The AgentFirstTools first run should be narrower
The first AgentFirstTools benchmark should optimize for credibility per pound, not leaderboard theatre. That means testing one buyer-relevant question well:
- Start with 4 providers. Pick a mix such as Parallel, Exa, Tavily, and Brave or SerpAPI, depending on credentials and publishable terms.
- Use 50–100 scenario-shaped tasks. Include official docs, pricing, recent events, exact errors, ambiguous entities, regional sources, and nuanced legal/compliance searches.
- Lead with objective metrics. Success@k, MRR, NDCG@10, official-source rank, result count, error rate, latency, and estimated cost per successful task.
- Use judging only where needed.
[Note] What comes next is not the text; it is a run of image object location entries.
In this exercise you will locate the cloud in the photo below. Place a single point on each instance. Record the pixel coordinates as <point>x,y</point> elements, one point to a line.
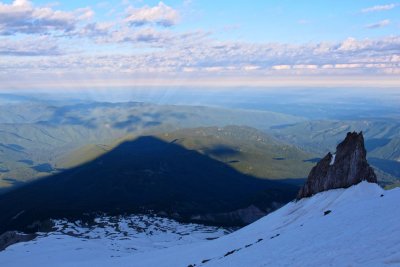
<point>379,24</point>
<point>41,46</point>
<point>161,15</point>
<point>22,17</point>
<point>203,57</point>
<point>379,8</point>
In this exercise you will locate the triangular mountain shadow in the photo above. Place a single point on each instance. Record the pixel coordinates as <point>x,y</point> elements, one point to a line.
<point>146,174</point>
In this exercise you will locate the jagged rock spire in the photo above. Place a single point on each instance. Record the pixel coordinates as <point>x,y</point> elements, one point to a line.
<point>347,167</point>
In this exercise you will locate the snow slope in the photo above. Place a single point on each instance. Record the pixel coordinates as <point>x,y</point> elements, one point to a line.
<point>358,226</point>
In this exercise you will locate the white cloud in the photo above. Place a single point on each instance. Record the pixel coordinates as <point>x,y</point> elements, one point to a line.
<point>39,46</point>
<point>379,24</point>
<point>379,8</point>
<point>22,17</point>
<point>161,15</point>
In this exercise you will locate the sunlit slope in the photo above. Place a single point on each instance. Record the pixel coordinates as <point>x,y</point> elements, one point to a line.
<point>246,149</point>
<point>382,140</point>
<point>35,137</point>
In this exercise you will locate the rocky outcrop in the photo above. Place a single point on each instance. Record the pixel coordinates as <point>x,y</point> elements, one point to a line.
<point>11,237</point>
<point>347,167</point>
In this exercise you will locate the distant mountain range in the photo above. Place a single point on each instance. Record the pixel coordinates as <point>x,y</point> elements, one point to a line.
<point>146,175</point>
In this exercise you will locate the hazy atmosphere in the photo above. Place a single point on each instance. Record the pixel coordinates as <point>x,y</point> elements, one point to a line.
<point>199,133</point>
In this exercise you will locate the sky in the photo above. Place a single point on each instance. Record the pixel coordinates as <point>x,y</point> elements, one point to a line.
<point>76,44</point>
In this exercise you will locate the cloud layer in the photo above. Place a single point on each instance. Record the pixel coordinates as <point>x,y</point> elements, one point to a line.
<point>142,44</point>
<point>22,17</point>
<point>161,15</point>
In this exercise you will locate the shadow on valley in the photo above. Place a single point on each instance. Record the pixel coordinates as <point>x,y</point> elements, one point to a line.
<point>141,176</point>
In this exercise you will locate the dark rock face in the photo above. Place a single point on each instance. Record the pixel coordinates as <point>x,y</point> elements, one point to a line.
<point>347,167</point>
<point>12,237</point>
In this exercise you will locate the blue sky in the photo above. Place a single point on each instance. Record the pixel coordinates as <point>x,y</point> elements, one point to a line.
<point>199,42</point>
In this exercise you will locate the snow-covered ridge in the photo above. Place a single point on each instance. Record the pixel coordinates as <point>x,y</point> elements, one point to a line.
<point>357,226</point>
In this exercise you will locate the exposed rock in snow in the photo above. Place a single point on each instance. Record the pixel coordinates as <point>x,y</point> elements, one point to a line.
<point>11,237</point>
<point>357,226</point>
<point>347,167</point>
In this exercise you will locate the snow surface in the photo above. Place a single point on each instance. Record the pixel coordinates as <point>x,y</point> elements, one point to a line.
<point>358,226</point>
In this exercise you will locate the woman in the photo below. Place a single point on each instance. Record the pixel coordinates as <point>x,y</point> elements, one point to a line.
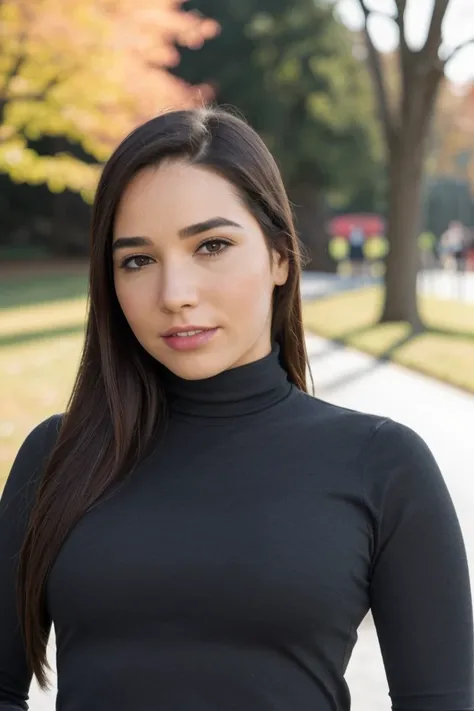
<point>203,533</point>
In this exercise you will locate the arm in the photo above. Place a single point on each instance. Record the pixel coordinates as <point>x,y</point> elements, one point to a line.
<point>419,588</point>
<point>15,506</point>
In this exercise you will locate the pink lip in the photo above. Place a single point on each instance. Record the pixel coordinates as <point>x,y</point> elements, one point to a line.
<point>188,343</point>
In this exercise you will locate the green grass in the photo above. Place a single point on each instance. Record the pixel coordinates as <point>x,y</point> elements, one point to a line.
<point>445,351</point>
<point>41,336</point>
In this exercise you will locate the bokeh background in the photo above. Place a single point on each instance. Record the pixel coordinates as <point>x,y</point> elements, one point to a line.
<point>368,106</point>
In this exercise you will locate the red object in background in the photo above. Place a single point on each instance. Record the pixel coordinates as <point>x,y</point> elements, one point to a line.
<point>372,225</point>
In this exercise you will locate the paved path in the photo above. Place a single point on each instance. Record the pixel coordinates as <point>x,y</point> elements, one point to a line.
<point>442,415</point>
<point>442,285</point>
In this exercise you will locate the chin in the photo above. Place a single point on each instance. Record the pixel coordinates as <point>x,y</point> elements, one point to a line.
<point>195,366</point>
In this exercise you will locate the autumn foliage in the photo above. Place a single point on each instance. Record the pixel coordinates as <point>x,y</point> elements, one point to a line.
<point>89,70</point>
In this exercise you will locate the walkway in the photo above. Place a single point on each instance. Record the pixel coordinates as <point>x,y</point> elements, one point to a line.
<point>442,285</point>
<point>440,414</point>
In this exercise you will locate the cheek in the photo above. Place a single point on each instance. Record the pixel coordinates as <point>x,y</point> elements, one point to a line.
<point>247,294</point>
<point>135,297</point>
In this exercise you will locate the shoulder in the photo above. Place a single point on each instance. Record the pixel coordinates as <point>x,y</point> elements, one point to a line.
<point>380,448</point>
<point>333,422</point>
<point>400,472</point>
<point>31,457</point>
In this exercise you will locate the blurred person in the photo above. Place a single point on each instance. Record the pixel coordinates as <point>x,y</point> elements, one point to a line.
<point>356,250</point>
<point>454,246</point>
<point>201,531</point>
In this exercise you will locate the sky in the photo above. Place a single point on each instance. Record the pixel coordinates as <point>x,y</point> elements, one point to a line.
<point>458,27</point>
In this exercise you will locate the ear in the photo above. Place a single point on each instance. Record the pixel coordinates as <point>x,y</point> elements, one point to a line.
<point>280,268</point>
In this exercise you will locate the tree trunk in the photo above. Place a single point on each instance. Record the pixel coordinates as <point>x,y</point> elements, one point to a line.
<point>404,224</point>
<point>311,216</point>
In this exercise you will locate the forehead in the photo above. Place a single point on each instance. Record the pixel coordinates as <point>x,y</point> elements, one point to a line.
<point>178,195</point>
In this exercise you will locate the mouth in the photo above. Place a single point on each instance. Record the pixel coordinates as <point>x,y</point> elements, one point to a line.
<point>188,338</point>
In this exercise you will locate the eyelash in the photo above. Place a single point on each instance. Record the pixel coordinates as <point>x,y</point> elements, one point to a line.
<point>223,242</point>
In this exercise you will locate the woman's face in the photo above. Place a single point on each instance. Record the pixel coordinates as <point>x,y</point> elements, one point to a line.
<point>189,258</point>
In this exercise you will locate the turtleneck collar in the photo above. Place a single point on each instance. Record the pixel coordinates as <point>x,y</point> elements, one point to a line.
<point>239,391</point>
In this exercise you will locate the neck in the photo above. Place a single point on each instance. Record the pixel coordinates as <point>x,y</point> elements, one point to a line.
<point>238,391</point>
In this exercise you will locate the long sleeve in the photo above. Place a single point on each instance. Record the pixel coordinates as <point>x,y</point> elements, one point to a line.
<point>420,589</point>
<point>15,506</point>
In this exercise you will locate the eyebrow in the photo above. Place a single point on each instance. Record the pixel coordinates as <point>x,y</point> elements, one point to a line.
<point>190,231</point>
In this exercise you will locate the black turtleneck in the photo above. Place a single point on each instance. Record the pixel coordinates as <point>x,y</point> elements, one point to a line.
<point>233,569</point>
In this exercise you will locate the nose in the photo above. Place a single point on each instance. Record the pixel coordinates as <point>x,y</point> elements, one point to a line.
<point>178,287</point>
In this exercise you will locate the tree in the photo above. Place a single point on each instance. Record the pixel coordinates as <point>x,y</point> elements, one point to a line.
<point>451,151</point>
<point>406,126</point>
<point>88,71</point>
<point>288,67</point>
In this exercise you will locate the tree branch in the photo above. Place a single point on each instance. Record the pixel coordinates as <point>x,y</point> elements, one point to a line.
<point>429,52</point>
<point>376,69</point>
<point>457,49</point>
<point>406,54</point>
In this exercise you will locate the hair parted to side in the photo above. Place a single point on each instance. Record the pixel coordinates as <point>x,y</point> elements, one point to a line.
<point>117,403</point>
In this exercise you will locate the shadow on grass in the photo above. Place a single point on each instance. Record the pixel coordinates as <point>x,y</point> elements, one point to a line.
<point>31,291</point>
<point>16,339</point>
<point>344,341</point>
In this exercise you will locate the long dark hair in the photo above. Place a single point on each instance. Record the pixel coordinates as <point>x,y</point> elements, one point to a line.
<point>117,403</point>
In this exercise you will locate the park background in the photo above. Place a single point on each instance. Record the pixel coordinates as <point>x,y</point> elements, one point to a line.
<point>368,106</point>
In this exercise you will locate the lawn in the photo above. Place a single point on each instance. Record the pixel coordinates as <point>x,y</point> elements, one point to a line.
<point>42,329</point>
<point>41,335</point>
<point>445,351</point>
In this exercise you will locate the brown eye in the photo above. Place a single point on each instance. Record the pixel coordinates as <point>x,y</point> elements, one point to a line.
<point>140,261</point>
<point>213,247</point>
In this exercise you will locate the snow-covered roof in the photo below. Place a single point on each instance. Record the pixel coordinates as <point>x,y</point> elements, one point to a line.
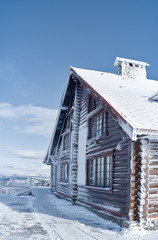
<point>118,59</point>
<point>129,98</point>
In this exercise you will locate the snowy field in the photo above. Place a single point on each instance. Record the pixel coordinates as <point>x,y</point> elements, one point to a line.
<point>45,217</point>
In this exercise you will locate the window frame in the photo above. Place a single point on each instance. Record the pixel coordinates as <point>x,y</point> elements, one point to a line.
<point>64,135</point>
<point>103,128</point>
<point>95,187</point>
<point>92,103</point>
<point>64,168</point>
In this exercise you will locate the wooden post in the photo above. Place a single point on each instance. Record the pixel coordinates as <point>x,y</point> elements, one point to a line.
<point>75,134</point>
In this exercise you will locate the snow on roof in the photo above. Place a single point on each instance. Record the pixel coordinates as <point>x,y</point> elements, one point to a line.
<point>118,59</point>
<point>128,97</point>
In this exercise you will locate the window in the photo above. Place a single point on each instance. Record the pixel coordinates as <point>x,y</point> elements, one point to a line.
<point>91,104</point>
<point>100,172</point>
<point>97,125</point>
<point>66,141</point>
<point>64,172</point>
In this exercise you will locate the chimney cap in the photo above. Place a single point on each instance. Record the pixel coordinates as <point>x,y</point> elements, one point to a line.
<point>118,60</point>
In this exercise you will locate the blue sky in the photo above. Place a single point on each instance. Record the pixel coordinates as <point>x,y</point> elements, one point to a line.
<point>40,39</point>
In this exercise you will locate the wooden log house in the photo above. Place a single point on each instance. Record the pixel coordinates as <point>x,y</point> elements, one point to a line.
<point>104,148</point>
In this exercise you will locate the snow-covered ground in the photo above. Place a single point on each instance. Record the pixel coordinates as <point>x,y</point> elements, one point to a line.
<point>45,217</point>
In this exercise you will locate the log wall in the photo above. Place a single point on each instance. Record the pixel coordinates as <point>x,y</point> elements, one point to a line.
<point>116,201</point>
<point>153,180</point>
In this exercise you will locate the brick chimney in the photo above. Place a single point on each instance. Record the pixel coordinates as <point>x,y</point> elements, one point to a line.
<point>130,68</point>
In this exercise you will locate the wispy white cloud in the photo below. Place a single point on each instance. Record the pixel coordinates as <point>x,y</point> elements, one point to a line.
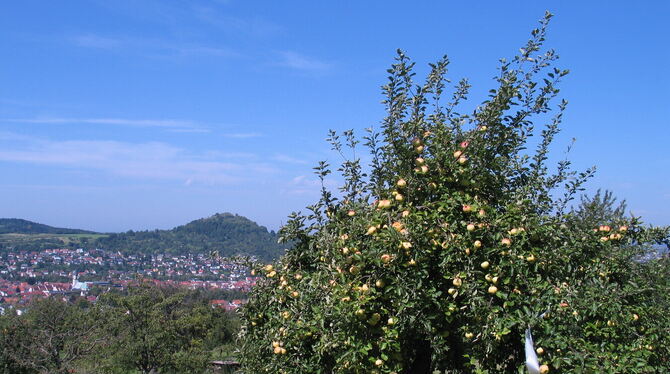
<point>242,135</point>
<point>304,185</point>
<point>169,124</point>
<point>298,61</point>
<point>97,41</point>
<point>151,160</point>
<point>255,26</point>
<point>288,159</point>
<point>151,47</point>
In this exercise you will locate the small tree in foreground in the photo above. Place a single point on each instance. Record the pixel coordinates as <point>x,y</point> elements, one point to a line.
<point>456,242</point>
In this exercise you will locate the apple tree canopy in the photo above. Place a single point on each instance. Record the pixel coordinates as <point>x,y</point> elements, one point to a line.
<point>457,238</point>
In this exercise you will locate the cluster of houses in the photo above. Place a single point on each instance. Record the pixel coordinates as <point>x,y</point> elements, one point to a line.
<point>22,274</point>
<point>99,263</point>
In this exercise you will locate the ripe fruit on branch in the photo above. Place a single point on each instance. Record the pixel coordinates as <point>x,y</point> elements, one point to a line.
<point>383,204</point>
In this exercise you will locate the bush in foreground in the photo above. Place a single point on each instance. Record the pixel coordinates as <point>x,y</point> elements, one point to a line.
<point>455,242</point>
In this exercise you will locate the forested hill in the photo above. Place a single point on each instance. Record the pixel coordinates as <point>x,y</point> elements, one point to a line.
<point>22,226</point>
<point>227,233</point>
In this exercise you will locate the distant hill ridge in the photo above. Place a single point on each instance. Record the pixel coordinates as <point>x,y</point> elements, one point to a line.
<point>229,234</point>
<point>22,226</point>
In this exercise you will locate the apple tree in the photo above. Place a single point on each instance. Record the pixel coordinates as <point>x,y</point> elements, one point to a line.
<point>455,240</point>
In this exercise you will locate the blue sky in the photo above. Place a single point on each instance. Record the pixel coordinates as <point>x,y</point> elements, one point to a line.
<point>118,115</point>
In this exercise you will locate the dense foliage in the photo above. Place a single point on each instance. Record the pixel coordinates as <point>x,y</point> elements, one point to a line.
<point>146,330</point>
<point>226,233</point>
<point>457,240</point>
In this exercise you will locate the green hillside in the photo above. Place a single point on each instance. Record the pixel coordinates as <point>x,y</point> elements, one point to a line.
<point>22,226</point>
<point>227,233</point>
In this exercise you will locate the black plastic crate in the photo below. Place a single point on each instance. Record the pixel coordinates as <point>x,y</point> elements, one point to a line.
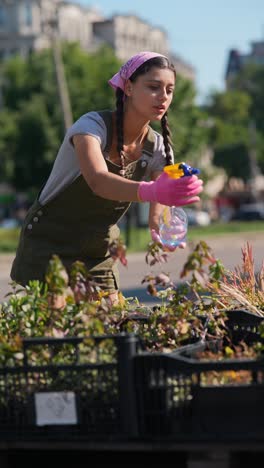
<point>70,388</point>
<point>177,400</point>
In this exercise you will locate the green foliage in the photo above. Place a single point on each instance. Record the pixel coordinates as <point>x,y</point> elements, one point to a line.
<point>233,112</point>
<point>234,158</point>
<point>191,310</point>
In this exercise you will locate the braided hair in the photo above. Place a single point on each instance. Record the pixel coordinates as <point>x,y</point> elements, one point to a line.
<point>159,62</point>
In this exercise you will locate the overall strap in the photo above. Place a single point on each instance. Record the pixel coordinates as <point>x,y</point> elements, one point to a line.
<point>107,117</point>
<point>148,146</point>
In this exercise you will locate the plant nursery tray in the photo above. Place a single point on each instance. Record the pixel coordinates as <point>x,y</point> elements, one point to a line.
<point>183,398</point>
<point>69,389</point>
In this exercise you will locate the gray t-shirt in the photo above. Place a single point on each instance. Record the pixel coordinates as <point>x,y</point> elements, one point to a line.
<point>66,167</point>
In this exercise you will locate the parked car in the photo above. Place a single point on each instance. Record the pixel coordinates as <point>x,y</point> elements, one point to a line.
<point>249,212</point>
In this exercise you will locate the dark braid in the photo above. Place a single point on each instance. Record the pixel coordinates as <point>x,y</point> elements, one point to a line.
<point>166,133</point>
<point>119,127</point>
<point>163,63</point>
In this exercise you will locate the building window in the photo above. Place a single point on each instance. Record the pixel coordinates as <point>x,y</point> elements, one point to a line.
<point>27,14</point>
<point>2,16</point>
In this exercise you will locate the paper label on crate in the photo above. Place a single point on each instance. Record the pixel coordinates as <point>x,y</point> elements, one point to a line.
<point>55,408</point>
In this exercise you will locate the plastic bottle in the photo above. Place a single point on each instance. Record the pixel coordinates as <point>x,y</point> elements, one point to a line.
<point>173,225</point>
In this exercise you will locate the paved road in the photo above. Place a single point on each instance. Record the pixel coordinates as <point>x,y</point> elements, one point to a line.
<point>227,248</point>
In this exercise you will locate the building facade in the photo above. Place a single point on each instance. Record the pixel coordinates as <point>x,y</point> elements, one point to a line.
<point>27,25</point>
<point>237,60</point>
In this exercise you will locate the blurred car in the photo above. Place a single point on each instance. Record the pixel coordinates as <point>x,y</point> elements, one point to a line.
<point>249,212</point>
<point>9,223</point>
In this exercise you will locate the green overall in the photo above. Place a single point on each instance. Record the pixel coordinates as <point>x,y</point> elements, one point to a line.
<point>76,225</point>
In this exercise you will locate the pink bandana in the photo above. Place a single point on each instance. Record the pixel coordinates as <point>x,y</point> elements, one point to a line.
<point>120,78</point>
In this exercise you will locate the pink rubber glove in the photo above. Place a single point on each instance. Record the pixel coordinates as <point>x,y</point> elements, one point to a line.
<point>171,192</point>
<point>156,238</point>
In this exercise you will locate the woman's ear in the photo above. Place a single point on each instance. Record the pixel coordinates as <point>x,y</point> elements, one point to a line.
<point>128,88</point>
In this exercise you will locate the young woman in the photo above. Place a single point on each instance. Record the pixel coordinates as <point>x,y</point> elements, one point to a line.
<point>107,160</point>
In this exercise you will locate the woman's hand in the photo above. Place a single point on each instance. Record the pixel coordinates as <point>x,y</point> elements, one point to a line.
<point>171,192</point>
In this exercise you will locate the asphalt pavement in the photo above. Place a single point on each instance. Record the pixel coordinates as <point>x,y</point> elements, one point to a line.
<point>226,247</point>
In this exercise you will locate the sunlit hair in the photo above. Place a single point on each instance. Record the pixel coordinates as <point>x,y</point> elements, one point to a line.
<point>158,62</point>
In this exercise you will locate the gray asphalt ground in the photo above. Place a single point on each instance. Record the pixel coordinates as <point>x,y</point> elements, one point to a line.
<point>227,248</point>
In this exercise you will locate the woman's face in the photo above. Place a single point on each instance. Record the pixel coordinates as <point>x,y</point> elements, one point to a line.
<point>151,94</point>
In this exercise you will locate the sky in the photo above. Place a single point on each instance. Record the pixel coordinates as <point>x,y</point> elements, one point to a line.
<point>201,32</point>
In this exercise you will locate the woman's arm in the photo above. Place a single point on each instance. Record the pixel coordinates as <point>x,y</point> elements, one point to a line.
<point>155,209</point>
<point>94,170</point>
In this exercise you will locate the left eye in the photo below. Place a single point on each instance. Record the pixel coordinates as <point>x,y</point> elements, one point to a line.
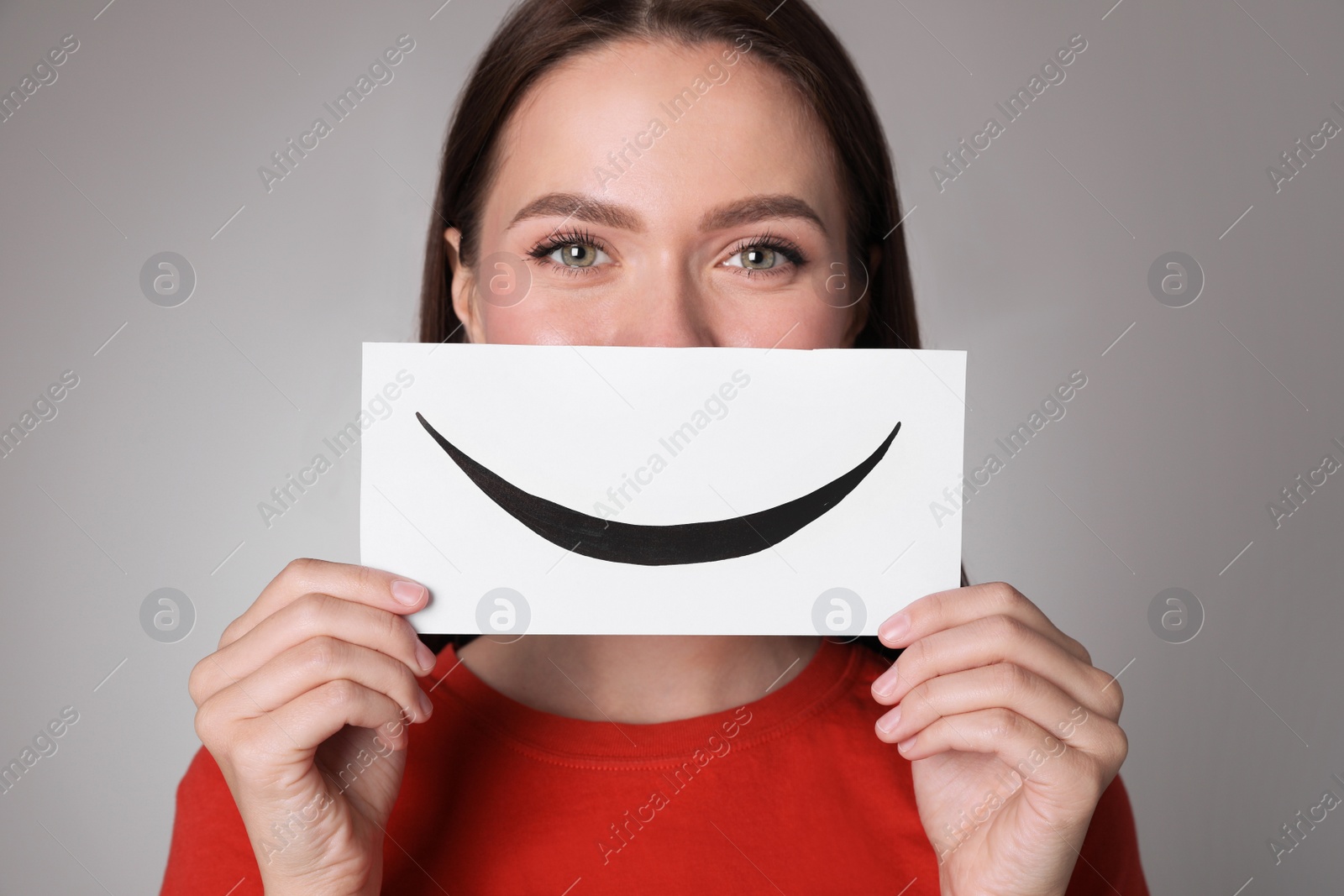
<point>754,258</point>
<point>578,254</point>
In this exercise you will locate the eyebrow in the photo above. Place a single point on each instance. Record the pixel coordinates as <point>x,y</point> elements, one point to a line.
<point>600,211</point>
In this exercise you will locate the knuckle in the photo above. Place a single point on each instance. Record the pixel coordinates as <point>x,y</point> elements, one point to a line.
<point>366,578</point>
<point>197,683</point>
<point>208,726</point>
<point>300,571</point>
<point>391,627</point>
<point>309,610</point>
<point>339,694</point>
<point>320,653</point>
<point>1001,723</point>
<point>1005,629</point>
<point>1116,696</point>
<point>1012,679</point>
<point>1003,595</point>
<point>913,658</point>
<point>1079,645</point>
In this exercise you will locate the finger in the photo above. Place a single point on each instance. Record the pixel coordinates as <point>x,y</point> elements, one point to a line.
<point>295,731</point>
<point>309,617</point>
<point>1019,743</point>
<point>1001,685</point>
<point>991,640</point>
<point>313,663</point>
<point>347,580</point>
<point>306,721</point>
<point>958,606</point>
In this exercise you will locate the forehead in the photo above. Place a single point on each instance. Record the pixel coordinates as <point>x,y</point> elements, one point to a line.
<point>631,118</point>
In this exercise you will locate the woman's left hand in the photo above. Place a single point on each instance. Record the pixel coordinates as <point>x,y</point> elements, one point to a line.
<point>1011,731</point>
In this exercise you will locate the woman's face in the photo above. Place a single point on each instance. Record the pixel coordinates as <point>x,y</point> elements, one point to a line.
<point>660,195</point>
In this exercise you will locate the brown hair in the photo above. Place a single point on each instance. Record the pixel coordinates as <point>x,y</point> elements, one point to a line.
<point>539,34</point>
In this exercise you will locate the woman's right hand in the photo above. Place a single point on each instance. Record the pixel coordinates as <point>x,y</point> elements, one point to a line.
<point>306,708</point>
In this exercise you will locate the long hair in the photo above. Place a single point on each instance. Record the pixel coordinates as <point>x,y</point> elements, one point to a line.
<point>538,34</point>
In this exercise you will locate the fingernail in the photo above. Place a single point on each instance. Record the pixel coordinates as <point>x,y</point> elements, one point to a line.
<point>886,683</point>
<point>894,627</point>
<point>407,593</point>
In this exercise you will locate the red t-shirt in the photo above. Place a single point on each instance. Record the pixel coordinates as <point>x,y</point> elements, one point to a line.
<point>790,793</point>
Ambiguity, current events, and legal/source-diversity tasks need rubric-based review over saved evidence; they should not hide the raw retrieval metrics.
- Publish dated evidence. Treat the result as a May 2026 cohort, not a timeless truth. New providers should trigger a fresh cohort rather than being inserted into an old leaderboard.
What makes the benchmark worth buying later?
The commercial value is not only traffic. A good benchmark becomes a lead magnet for paid audits and implementation help because it shows that AgentFirstTools can inspect a tool like an operator, not summarize it like a blogger.
- For buyers: the benchmark lowers tool-selection risk and shows cost per successful delegated task.
- For vendors: the evidence bundle shows exactly where their API is agent-friendly or brittle.
- For AgentFirstTools: the same harness can become a paid audit, vendor report, integration playbook, or recurring benchmark sponsorship asset.
Decision for now
Do not spend £5k–£10k before the harness has proved itself. Ship the next milestone as a contained search API benchmark: small enough to afford, rigorous enough to be cited, and explicit enough that a vendor or buyer can challenge the evidence.